Few shows can claim such an audience. As the dramatic spectacle of the Olympic Games opening ceremony in London unfolded Friday night, organizers estimated a billion people around the world would be glued to their television sets to see it, either live or delayed by a few hours.
Tens of thousands more were lucky enough to have a seat inside the Olympic Stadium, the centerpiece of Olympic Park in east London.
Dubbed "Isles of Wonder," it was quite a show -- fast-paced and diverse, with everything from people dancing in period costumes to a pseudo house party. It featured tributes to the British countryside and the Industrial Revolution (complete with smokestacks emerging from the ground), showcased the "Chariots of Fire" soundtrack as well as pop music staples from the Beatles to Amy Winehouse, and even comedy bits featuring Mr. Bean (Rowan Atkinson), actor Daniel Craig and even Queen Elizabeth II herself.
The queen was among the more than 80 heads of state attending the event, which sets the scene for the Games to come.
The organizers of the London Games were well aware they had a tough act to follow after the Beijing extravaganza four years ago, which featured thousands of drummers, acrobats, martial artists and dancers performing under a light display at the soaring "Bird's Nest" Stadium.
Some details of the £27 million show were released in advance, but many more remained closely guarded secrets.
A Twitter hashtag, #savethesurprise, started by Olympic organizers to appeal to those in the know not to spoil the show for others, had been embraced by many, although not all.
Giant screens also displayed the message within the stadium during the two rehearsals. Those who opted not to play along incurred the social-media wrath of many who did want to "save the surprise."
The show, masterminded by artistic director Danny Boyle, best known for the Oscar-winning film "Slumdog Millionaire," drew part of its inspiration from Shakespeare's "The Tempest."
It began at 9 p.m. (4 p.m. ET) with the tolling of the largest harmonically tuned bell in Europe, cast by the nearby Whitechapel Foundry, which also produced Big Ben and the Liberty Bell. The sound echoed the peals of bells that rang out across the country for three minutes Friday morning, Big Ben among them, to set the nation's Olympic spirit racing.
The show's opening scene -- dubbed "Green and Pleasant," after a line from a poem by William Blake -- then unfurled, presenting an idyllic view of the British countryside.
The elaborate set comprised rolling hills, fields and rivers, complete with picnicking families, sport being played on a village green and real farmyard animals: ducks, geese, 12 horses, three cows and 70 sheep, plus three sheepdogs to keep them in line.
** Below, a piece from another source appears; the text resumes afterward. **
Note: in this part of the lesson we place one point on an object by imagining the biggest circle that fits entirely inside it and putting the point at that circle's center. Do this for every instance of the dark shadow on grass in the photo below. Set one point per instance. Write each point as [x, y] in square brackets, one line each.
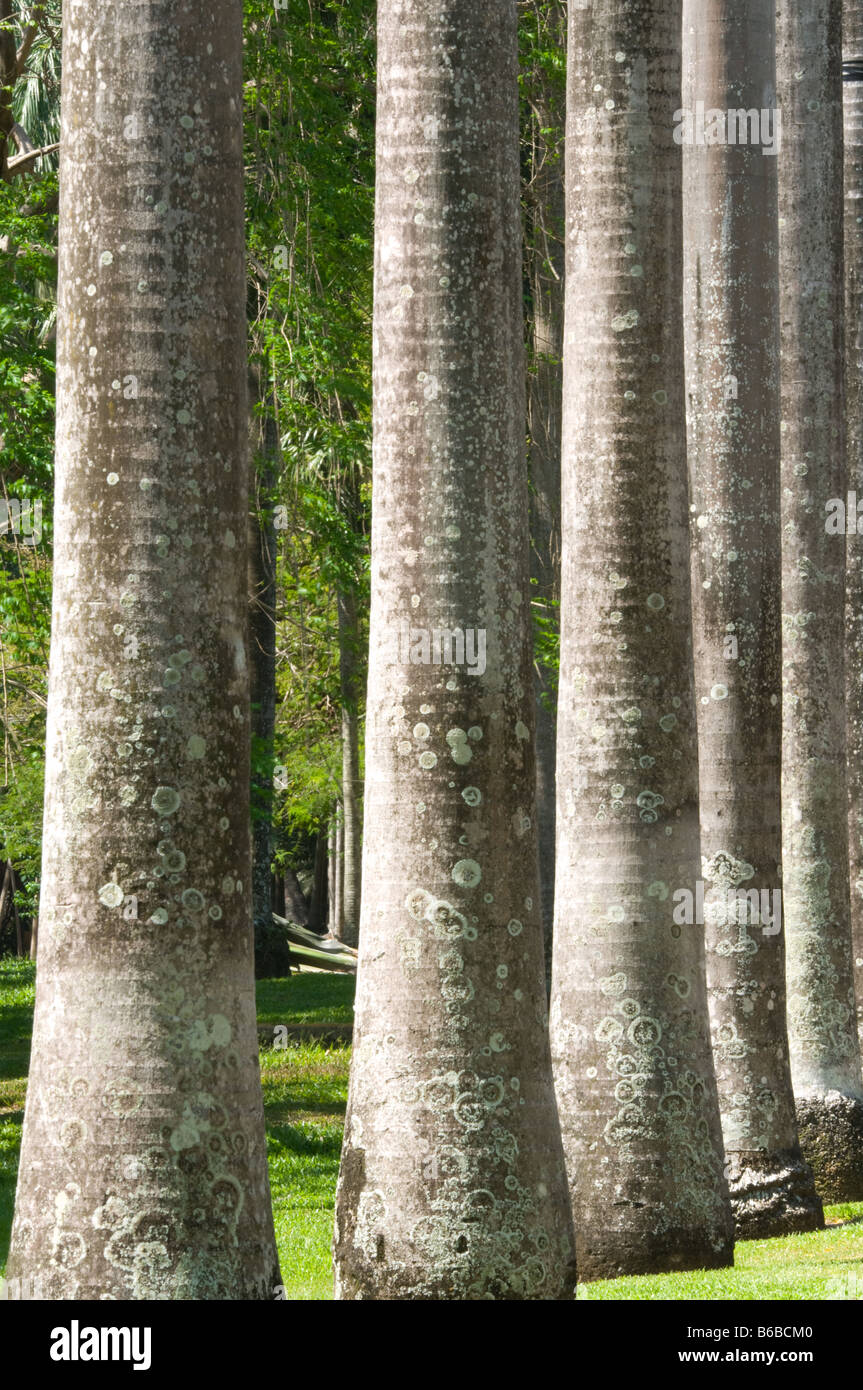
[9, 1176]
The flower of each of the four countries that make up the United Kingdom also were represented -- the rose of England, the Scottish thistle, Welsh daffodil and flax from Northern Ireland.
Boyle also lined up fake clouds to shade his pastoral scene.
Other set pieces paid tribute to Britain's National Health Service, children's literature (showcasing characters from the evil Lord Voldemort of Harry Pottery infamy to magical nanny Mary Poppins) and popular music.
It was all a mammoth production involving not just Boyle and his technical crew, but also a cast of 10,000 adult volunteers and 900 local schoolchildren. Then there was a heavy-duty flying system, nearly 13,000 props and an array of technological wizardry.
After these performances, the athletes -- who, after all, are the real stars of the Olympic show -- entered the stadium, team by team in alphabetical order, apart from Greece, which enters first in recognition of its status as the birthplace of the Games, and Great Britain, entering last, the position reserved for the host nation.
After speeches from Olympic officials -- including Sebastian Coe, head of the London organizing committee and himself a former gold medalist -- the queen officially declared the Games open and the Olympic flag was later hoisted above the stadium, where it will fly throughout the competition.
The grand finale saw five-time gold medalist rower Steve Redgrave carry the torch into the stadium, where he handed the flame off to seven promising young athletes. They then lit parts of the large cauldron, triggering a chain of events that culminated in small flames converging in the sky above the stadium.
This capped the torch's 70-day, 8,000-mile relay around the United Kingdom -- weeks that had been marked with anticipation.